Mrs. Farrington set the glass down on the table and looked at Madge very directly.
“I am sorry, Madge, darling. You should have consulted me about this before. You see, dear, it’s quite impossible.”
“Is it?” asked Madge. “Why?”
Mrs. Farrington sighed. “Darling, I know you’ve forgotten. It’s right and natural that you should forget, poor child. But when you had that breakdown, you were very ill. Not physical illness, but mental. It was an agonising time for me. I can hardly bear to think of it, and of course you made a marvellous recovery. But the doctors warned me, darling.
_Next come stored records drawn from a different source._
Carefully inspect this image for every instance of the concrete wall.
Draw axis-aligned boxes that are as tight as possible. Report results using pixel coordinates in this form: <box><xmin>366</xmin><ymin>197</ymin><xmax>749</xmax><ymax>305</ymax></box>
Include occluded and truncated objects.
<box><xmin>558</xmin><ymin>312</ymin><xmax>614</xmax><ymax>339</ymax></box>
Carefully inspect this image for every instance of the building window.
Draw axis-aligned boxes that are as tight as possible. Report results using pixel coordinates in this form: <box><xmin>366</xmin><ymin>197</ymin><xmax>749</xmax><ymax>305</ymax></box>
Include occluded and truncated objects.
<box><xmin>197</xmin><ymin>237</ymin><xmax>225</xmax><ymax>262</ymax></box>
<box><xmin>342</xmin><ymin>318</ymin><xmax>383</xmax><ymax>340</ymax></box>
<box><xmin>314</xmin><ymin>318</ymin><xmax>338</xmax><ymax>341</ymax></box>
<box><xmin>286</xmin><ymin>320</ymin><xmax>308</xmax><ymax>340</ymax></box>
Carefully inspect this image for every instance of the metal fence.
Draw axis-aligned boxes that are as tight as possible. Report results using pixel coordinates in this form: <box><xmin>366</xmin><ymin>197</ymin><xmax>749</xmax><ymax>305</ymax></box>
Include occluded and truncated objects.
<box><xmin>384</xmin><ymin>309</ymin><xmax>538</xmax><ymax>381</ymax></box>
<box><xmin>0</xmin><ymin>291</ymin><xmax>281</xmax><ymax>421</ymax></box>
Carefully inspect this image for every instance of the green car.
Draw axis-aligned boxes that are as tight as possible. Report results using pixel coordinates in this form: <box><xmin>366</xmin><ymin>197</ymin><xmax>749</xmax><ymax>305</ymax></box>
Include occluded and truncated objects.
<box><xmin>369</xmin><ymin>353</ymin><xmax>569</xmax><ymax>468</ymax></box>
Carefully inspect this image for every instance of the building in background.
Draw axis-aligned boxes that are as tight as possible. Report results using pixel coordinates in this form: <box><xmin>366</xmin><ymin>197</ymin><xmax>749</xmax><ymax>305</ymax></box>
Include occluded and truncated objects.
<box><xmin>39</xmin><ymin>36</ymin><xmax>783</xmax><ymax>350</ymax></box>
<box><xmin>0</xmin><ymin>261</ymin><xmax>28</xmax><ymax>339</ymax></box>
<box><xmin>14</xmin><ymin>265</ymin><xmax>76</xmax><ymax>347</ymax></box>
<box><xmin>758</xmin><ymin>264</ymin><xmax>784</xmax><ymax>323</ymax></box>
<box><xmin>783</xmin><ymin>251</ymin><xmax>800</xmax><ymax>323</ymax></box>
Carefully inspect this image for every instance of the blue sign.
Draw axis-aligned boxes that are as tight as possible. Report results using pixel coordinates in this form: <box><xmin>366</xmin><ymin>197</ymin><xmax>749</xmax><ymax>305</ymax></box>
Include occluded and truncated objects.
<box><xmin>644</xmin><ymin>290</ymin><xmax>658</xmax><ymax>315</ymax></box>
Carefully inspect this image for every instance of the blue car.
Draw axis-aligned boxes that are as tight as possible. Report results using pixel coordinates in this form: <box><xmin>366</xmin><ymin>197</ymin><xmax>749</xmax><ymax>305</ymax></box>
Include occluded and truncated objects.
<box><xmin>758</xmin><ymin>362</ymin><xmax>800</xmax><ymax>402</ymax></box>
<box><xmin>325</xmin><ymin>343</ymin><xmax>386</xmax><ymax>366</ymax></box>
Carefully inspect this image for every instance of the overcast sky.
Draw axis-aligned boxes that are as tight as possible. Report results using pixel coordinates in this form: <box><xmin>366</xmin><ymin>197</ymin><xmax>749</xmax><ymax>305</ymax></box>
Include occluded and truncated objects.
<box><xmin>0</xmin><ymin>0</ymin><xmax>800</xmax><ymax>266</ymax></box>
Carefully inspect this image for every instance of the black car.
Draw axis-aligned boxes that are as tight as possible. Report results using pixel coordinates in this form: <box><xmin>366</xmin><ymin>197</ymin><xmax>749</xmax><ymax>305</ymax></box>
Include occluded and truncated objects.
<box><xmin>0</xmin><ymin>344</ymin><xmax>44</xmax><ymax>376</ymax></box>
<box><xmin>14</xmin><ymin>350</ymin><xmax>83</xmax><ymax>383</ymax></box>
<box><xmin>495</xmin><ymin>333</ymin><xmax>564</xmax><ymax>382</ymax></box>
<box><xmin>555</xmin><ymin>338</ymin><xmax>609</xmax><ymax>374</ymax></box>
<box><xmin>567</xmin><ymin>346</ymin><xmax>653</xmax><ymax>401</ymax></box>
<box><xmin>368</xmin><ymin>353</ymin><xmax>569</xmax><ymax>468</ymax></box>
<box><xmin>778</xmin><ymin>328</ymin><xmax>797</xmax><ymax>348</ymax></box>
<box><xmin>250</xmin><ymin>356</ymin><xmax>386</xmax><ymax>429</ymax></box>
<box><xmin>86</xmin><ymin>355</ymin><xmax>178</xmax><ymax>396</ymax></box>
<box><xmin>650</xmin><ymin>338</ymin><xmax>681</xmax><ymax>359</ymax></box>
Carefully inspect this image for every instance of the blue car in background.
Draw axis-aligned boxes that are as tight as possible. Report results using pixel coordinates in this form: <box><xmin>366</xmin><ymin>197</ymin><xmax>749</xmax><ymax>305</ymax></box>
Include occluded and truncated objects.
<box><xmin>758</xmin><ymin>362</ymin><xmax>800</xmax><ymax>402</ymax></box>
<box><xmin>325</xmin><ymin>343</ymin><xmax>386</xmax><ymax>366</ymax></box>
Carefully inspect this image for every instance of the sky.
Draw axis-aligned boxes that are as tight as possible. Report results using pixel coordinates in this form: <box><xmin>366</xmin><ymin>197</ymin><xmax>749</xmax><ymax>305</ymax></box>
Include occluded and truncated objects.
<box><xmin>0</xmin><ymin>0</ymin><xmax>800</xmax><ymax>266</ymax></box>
You must lead a very quiet life, with no excitements or emotional disturbances. For you to go to America in charge of an invalid is quite out of the question. It couldn’t be allowed.”
“You mean you would try to stop me going?” asked Madge. Her breath was coming quickly now, and a pulse was beating in her temple.
“Darling, I shouldn’t try to stop you. I should stop you. It would be my duty to do so. I should have to see Dr. Baring about it. My dear little Madge, put all this out of your head.
If you had only confided in me, I could have saved you so much distress. You see, dear, no doctor would sign the necessary papers for your entry permit to the States.”
Madge lifted her pie carefully and put it in the oven. Then she came back to the kitchen table and began to shape the fragments of the dough into tiny tarts.
“Let us get this quite clear,” she said. “Are you suggesting that I am insane because I had a nervous breakdown five years ago?”
Mrs. Farrington gave a little wail of protest. “Darling, never say things like that. It hurts me too terribly. And it shows how easily you are upset, how you lose your normal judgment in moments of stress. It’s just that you’re not strong enough, darling.”
Madge stood very still, leaning on the scrubbed table. “Mother, if you prevent me going to America, you will be very sorry. I’m not going to say any more now, and it would be better for you to say nothing else. Only unders
tand this. You are not going to stop me doing what I want to do this time. Now I will make your Ovaltine and I suggest you should go and have a rest.”
As she spoke, the kitchen door opened and Colonel Farrington came in. “By Jove, Madge, you look a picture when you’re cooking—neat as a daisy. And the kitchen always looks so jolly. Sorry to bother you when you’re busy, my dear, but could you find me a drop of that cleaning fluid—always forget its name. I’m getting a grubby old man, dropping food down my waistcoat.”
“Of course, Father. If you wait half a minute, I’ll do it for you,” replied Madge. “I just want to make Mother’s Ovaltine.”
“I do not want any Ovaltine, dear. Eddie, I’m afraid you will have to help me up to my room. I’m sorry, dear, but I can’t manage the stairs alone.”
“Muriel, my dear, whatever has upset you? You look exhausted. Let me get you some brandy,” exclaimed the Colonel in consternation.
“No. Just your arm, dear. I am a little upset. It is foolish of me, of course, but we won’t talk about it. And you might phone old Dr. Baring. Now don’t fuss, Eddie. I shall be quite all right. Just your arm around me, dear—and very slowly, please.”
2
When Mrs. Farrington had been convoyed out of the kitchen by her husband. Madge slumped down on a kitchen chair and tried to control the shivering fit which took hold of her. Then the scullery door opened and Mrs. Pinks came in.
“Well, miss, seeing I was in there, I couldn’t help hearing all that. Now don’t you take on. Your ma’s plain wicked. I’ve known it for a long time, and this last lot puts the lid on it. It was as much as I could do not to butt in and tell ’er off, you ’ipocritical old ’umbug, I thought. Now I’m going to make you a nice cup o’ tea and a drop of you-know-what in it. You needs it.”